England’s despair is largely of their own making
ustralia’s pacemen, supplemented by the late-blossoming Nathan Lyon, are dominant against England batsmen who are struggling to build on good starts
England’s failure to seize key moments proves critical
England have not been pulverised as they were in 2013-14. Theirs is a different kind of pain, the torment of life’s cruellest question: what if? History can also be written by the vanquished, even if few people want to read their version; and though Australia have been the better team, England will reflect on their inability to either recognise or seize a number of key moments. At Brisbane they were 246 for four in the first innings, and then had Australia 209 for seven before the mysterious case of the absent Jimmy Anderson. And they will forever wonder what might have happened had they performed in the first innings at Adelaide as they did in the second.
Bigger contributions needed from Cook and Root
Almost every visualisation of England retaining the Ashes had Alastair Cook scoring runs in industrial quantities. He looked a bit better at Adelaide but 62 runs in four innings is sadly short of par. The same is true of Joe Root’s aggregate of 142, even though he is England’s leading run-scorer and played admirably on the fourth evening of the second Test. Their struggles have put too much pressure on the other batsmen. The decision to move Moeen Ali above Jonny Bairstow, hard to fathom at the start of the series, now looks almost perverse.
Lyon becomes a late-flowering leading man
Nathan Lyon might be cricket’s Bryan Cranston, the character actor who became a leading man late in his career. He has had a profound impact on the series from day one in Brisbane, when he kept England in check on an unexpectedly slow pitch, and has since feasted on a batting line-up that could have been tailored for him: six left-handers, four of them in the top six. Ten of Lyon’s 11 wickets in the series have been lefties. The right-handers have been able to survive against Lyon but no one has been able to attack him: his series economy-rate of 2.29 runs per over is the lowest of his career.
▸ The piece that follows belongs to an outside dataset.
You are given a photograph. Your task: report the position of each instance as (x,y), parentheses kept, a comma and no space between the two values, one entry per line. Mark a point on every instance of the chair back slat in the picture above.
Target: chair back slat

Converting fifties into hundreds wins matches
“Sixties aren’t enough. We need 160s.” Trevor Bayliss’s preseries comments sound increasingly like a clairvoyant’s warning at the start of a horror film. James Vince’s 83 at Brisbane — which seems an age ago, for the team and especially him — is the highest of five 50-plus scores by England batsmen. England have not only struggled to convert fifties into hundreds, they have also been unable to turn starts into fifties.
Australia’s attack offer no respite
England’s batsmen have had three overs of respite in the whole series. Three overs of part-time leg spin bowled by Steve Smith in the second innings at Brisbane. The rest has been a relentless test. There are no weak links in Australia’s four-man attack; there aren’t even any average links. The way Mitchell Starc, Josh Hazlewood, Pat Cummins and Nathan Lyon complement each other brings to mind England’s Fab Four of 2005. All the Australian bowlers have series averages below 30; all have, at different times, staged the kind of intervention only champions can manage.